Unitary transformation from pure unentangled state to pure entangled state

Question

I believe that for any state $|\Psi\rangle$, that is unentangled, and for any state $|\Phi\rangle$, of the same dimension that is entangled, there is a unitary operator $\hat{U}$ such that $\hat{U}|\Psi\rangle=|\Phi\rangle$ and $\hat{U^{\dagger}}|\Phi\rangle=|\Psi\rangle$. Is that true? I can't seem to prove it or find such an operator even for simple cases such as $(a^2 + b^2 + c^2 + d^2)^{-1/2}\hat{U}\begin{bmatrix} a \\ b \\ c \\ d \end{bmatrix} = \begin{bmatrix} 1 \\ 0 \\ 0 \\ 1 \end{bmatrix}2^{-1/2}$ where $(a^2 + b^2 + c^2 + d^2)^{-1/2}\begin{bmatrix} a \\ b \\ c \\ d\end{bmatrix} = \begin{bmatrix} \alpha_1 \\ \alpha_2 \end{bmatrix} \otimes \begin{bmatrix} \beta_1 \\ \beta_2 \end{bmatrix}$, the tensor product of two systems.

Thanks.

Answer 1

A pure state $|\psi\rangle$ that is an element of a Hilbert space $\mathcal{H}$ is not entangled if it can be written as a product state of subsystems, for example $$|\psi\rangle = |\phi\rangle\otimes |\varphi\rangle \in \mathcal{H}_1\otimes\mathcal{H}_2$$ Acting on the total system will keep the system itself pure (in order to maintain unitarity), however we can generate entanglement between the subsystems.
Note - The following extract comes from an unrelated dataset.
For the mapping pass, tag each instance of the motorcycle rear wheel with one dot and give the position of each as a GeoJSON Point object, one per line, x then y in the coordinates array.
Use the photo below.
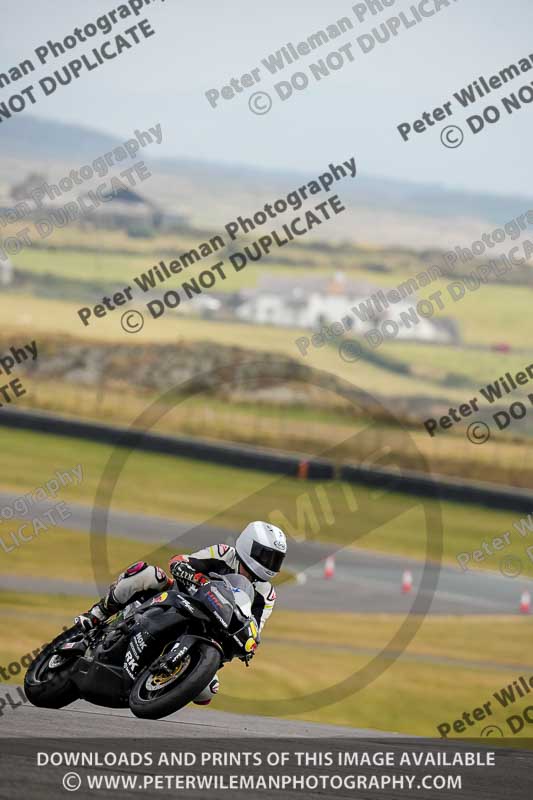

This requires a unitary transformation that forces the subsytsems to interact, for example $$ U = e^{it(H_1 + H_1 + H_{12})} $$ Where $H_1$ acts only on Hilbert space 1 and so forth. Only if $H_{12}$ is non-zero will you generate entanglement between the two systems, of the form $$|\psi\rangle \neq |\phi\rangle\otimes |\varphi\rangle$$ If $H_{12} = 0$, then the unitary operator will itself be factorisible and each subsystem will remain pure and unentangled.

Answer 2

I'm not sure I understand the connection with entanglement. If two states are in the same vector space, there is always a unitary transformation from one to the other, irrespective of their entanglement.

Any state $$ \vert\psi_1\rangle =\left(\begin{array}{c} \alpha_1\\ \alpha_2 \\ \vdots \\ \alpha_n\end{array}\right) =U_1\left(\begin{array}{c} 1\\ 0 \\ \vdots \\0\end{array}\right) $$ where $U_1$ is unitary with the first column $$ U_1=\left(\begin{array}{cccc} \alpha_1&* & \ldots &* \\ \alpha_2 &* & \ldots &* \\ \vdots & \vdots &\vdots &* \\ \alpha_n &* & \ldots &* \end{array}\right) $$ where $*$ is some entry that need not be specified beyond the condition that will make $U_1$ unitary. This is true wether $\vert\psi_1\rangle$ is entangled or not.

Write then $$ \vert\psi_2\rangle = U_2\left(\begin{array}{c} 1\\ 0 \\ \vdots \\0\end{array}\right) = U_2\cdot U_1^{-1} \vert\psi_1\rangle\, . $$ Since $U_2$ and $U_1$ are both unitary, the product $U_2\cdot U_1^{-1}$ is also unitary and is the transformation needed to go from $\vert\psi_1\rangle $ to $\vert\psi_2\rangle$, irrespective of the entanglement of either states.